Davis was among the 10 graduate students who designed and recently finished building a 1,300-square-foot passive solar house in East Lawrence as part of KU’s Department of Architecture’s Studio 804 program. The students worked under the supervision of Dan Rockhill, a KU architecture professor who directs the program.
Davis, who earned a master’s degree in architecture in mid-May and whose specialty is architectural acoustics, said she learned to hang drywall and build steel screens and gained confidence in her physical ability to do other tasks. She and the other students also had to learn to communicate with each other, blend their ideas and come to a consensus.
“I saw things larger than life go up in front of my eyes,” said Davis, who will begin working this month as a consultant in Santa Monica, Calif. “It was a once-in-a-lifetime experience.”
Construction started in August and was completed in early May. The house maintains Studio 804’s high level of sustainable design, while remaining contextually sensitive to the neighborhood.
“This is all sustainable,” Rockhill said at a recent viewing of the passive solar house. “We have an obligation to the world to (move toward) sustainability.”

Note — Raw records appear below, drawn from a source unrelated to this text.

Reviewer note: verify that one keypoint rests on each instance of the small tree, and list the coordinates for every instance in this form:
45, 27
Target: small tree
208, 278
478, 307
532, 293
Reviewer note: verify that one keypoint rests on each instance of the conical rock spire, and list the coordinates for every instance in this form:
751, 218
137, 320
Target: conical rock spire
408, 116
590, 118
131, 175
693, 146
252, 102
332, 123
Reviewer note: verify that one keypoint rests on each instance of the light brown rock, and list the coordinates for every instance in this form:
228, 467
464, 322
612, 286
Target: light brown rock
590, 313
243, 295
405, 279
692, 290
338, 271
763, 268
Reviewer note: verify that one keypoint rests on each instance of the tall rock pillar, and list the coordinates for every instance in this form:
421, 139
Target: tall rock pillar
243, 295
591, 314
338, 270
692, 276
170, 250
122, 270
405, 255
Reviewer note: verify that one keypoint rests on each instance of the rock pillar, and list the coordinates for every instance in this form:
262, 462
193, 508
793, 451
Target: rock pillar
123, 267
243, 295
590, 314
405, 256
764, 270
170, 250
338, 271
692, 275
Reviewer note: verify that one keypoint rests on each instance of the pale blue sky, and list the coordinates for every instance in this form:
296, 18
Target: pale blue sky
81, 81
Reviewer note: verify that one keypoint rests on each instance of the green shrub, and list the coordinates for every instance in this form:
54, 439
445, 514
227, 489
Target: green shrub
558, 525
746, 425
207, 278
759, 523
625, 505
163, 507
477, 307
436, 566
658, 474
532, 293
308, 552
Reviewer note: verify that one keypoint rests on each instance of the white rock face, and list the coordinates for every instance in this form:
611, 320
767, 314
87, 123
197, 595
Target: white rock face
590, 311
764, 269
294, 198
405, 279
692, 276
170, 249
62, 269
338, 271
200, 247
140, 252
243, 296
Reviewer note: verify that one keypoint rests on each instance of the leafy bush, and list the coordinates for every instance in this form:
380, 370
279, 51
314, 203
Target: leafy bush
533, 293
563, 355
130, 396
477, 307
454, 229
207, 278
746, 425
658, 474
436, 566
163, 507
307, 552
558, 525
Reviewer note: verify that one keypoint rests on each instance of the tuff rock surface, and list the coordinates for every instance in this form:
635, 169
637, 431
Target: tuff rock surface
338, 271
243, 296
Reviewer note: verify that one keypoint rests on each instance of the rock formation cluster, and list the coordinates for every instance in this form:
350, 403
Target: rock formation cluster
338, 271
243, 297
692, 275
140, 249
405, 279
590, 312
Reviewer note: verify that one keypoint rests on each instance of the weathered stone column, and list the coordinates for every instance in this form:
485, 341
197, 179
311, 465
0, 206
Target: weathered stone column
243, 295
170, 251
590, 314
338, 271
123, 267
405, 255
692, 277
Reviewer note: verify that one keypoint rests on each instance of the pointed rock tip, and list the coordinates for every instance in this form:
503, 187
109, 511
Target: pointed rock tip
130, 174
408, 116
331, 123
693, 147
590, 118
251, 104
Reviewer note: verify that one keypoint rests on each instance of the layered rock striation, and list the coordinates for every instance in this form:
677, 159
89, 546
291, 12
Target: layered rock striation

The Studio 804 structure’s steel exterior is reminiscent of the steel Lustron houses developed in the United States after World War II in response to the lack of housing for returning veterans. The insulated metal panels used to build the house were left over from the construction of the tennis center at Rock Chalk Park, on the west edge of Lawrence.
The house uses passive strategies for lighting and sun shading. The bedrooms, kitchen and living room are arranged along the south wall to take advantage of natural lighting. A steel screening system on the south and west sides of the home enhances natural lighting.
The home’s open plan creates flex-spaces that can be reconfigured based on the owner’s needs. For example, the glass-enclosed area at the southwest corner of the house, which adjoins the kitchen, can be used as a dining room, solarium or reading room.
“The kitchen is the only permanent thing in the house,” said John Coughlin, a Studio 804 participant who earned his master’s degree in architecture in mid-May.
Other features include 9-foot-high ceilings, imported WaterSense-rated plumbing and Energy Star-compliant, Italian-made kitchen appliances. The kitchen’s red-oak European cabinets are topped with cold-rolled steel countertops. The floors are polished concrete, and the recessed lighting fixtures are fitted LEDs.
A hanging pendant in the dining room is an original Louis Paulsen fixture, crafted in Denmark and purchased for reuse in the project.
Because there is no attic or basement, Coughlin said, storage areas are built into the north side of the home’s hallway.
Insulation includes both rigid and blown-in cellulose that exceeds U.S. Green Building Council LEED-rating standards, which allows the house to have all-electric climate control, appliances and lighting. A net-metered photovoltaic solar array, consisting of 16 panels, is capable of providing 4.8 kilowatt-hours of power.
The price of the passive solar house, which sits on a 40-by-132-foot lot at 1330 Brook St., is $249,000. The adjacent lot north of the house can be purchased for $30,000. The additional lot could be used for a garage, studio, garden, orchard or another structure.
“That’s a bargain price,” Rockhill said. “If sold on the market, it would be twice that.”
The house, which is close to downtown Lawrence and is handicap-accessible, may be particularly attractive to those who are downsizing, he said.
If the adjacent lot isn’t sold, Rockhill said, the Studio 804 program may build a sustainable structure there next year.